Thursday, June 2, 2011

Mid Week Meditation: Talents and Such

Every clergy who uses the preached word in their ministry, has a homily or sermon about Matthew 25:14-30.  

Of course, Matthew 25:14-30 is the well-known parable story of the talents.  Jesus tells the parable to His disciples on the Mount of Olives. In the biblical passage that precedes the talents parable, Christ has just compared the kingdom of heaven with ten virgins who went out to meet a bridegroom.


Jesus goes on in this parable to compare the Kingdom to a man who gave his servants talents. Talents are a unit of money roughly equal to a year’s wages of an average, on-the-grind blue-collar person. Jesus says that the Kingdom is like a man who leaves and gives three servants, five, two, and one talent respectively.

They all put their money to work and double it, except for the third one who buried his talent.

When the man returns, everybody settles their accounts with the man.  Servants one and two return the man’s talents with interest. He tells them “well, done good and faithful servant. You have been faithful over a few things, I will put you in charge over many.”

But the third servant, returned the one talent and tells the man why he does so. “You’re a hard man who reaps what he doesn’t sow. Here’s your talent.” The man of course calls the servant lazy and kicks him out into the darkness.

Now most clergy, particularly the "prosperity" gospel set, exeget the passage and make the first two servants the protagonists of the parable.  And, at first glance, it's not an unwise hermeneutic as a general proposition.  The first two servants did what they were asked, presumably, and returned the master's money with interest.  Sounds good, right?

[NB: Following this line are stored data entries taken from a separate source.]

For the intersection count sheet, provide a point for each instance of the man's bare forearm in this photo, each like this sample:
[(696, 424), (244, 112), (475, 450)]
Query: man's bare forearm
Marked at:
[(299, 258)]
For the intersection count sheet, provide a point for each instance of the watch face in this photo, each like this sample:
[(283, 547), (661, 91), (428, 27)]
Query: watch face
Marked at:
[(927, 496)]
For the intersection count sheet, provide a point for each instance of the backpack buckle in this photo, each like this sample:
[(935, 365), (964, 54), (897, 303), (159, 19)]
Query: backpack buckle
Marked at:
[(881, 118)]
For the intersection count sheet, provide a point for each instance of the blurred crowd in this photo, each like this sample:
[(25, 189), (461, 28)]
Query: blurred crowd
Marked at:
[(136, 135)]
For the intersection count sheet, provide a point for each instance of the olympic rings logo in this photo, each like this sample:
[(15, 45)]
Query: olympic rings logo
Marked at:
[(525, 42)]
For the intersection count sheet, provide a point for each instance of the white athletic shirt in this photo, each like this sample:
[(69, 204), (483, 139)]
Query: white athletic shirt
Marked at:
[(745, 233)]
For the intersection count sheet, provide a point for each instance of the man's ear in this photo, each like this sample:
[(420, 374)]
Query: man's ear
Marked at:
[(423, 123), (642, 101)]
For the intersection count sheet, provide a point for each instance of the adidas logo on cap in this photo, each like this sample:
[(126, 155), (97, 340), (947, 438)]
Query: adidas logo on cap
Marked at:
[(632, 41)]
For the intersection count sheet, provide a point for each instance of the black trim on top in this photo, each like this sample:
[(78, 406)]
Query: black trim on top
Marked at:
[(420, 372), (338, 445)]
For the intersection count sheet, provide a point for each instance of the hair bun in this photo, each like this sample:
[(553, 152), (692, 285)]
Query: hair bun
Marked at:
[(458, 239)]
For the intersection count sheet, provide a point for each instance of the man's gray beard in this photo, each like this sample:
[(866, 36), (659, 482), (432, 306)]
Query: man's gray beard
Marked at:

I’m not saying that that interpretation of the Scripture is wrong, but what if the hero of the story is not the first servant or the second servant who doubled the talents, but what if the third servant was the hero?


Indulge me for a minute. To understand how and why Jesus wanted the third servant to be the hero of the parable, we have to understand a bit about the culture in first century Roman Empire.

There was an economic system in place that was very much like share cropping, slavery, payday loans or rent-to-own stores. Rich landlords owned thousands of acres of land and had a chosen few servants from the masses of people to work the land.

These servants would get land from the landlord and resources with steep interest rates (60% to 200%).  To turn a profit, the servants had to exploit their fellow poor brethren to do so and pass goods off at higher rates.

The people hearing Jesus’ parable would have run into people like the three servants everyday and would not have liked them very much.

We also know that the man—the rich man was not a parallel to God at all, he was a wicked man. He divided the servants mentally from the outset. First, simply by choosing them from the gentry created a distinction between them and the people not chosen to work the land. The land owner then gave them talents according to their abilities. That, is a further division. Jesus was one who believed in equality and giving equal shares to everybody.

Next, in order for the servants to double their money they would have had to put it in the same economic system that exploited the same people they loved and cared about. The first two servants do  do in fact carry out this system of usury, however the third servant does the admirable thing and takes the money out of circulation from the system. The scriptures certainly speaks against the kind of usury.

The rich man comes back and he collects his money with interest. “Well done, good and faithful servant…” this he says to create further separation and division between them and between them and the rest of the citizens.

And when the third servant talks, it is an indictment on and for the land owner.  The third servant is in essence, a whistle blower. He calls the land owner greedy for taking things he hasn’t worked for. The third servant even calls him hard and harsh.  He calls out the corrupt system knowing what the consequences might be for doing so.  The third servant would have been seen as the sober prudent individual, the one that stay the course and was the protagonist. He shames the land owner and the land owner, acknowledging all of his own bad traits, banishes the servant.

Perhaps we can use our talents to call out oppression and marginalization as well.
 



 
 

1 comment:

  1. Wow! I've got to think about this. I always thought that one of the things the parable was saying was that even if one has a really faulty idea of God, one should work with it. There's also a certain inferiority when one has only one talent and one sees other folks having so much. One feels that one might not do as well with one's puny gift. Plus there is the whole timidity factor. Best to lose while trying than not lose at all. Thanks for the post.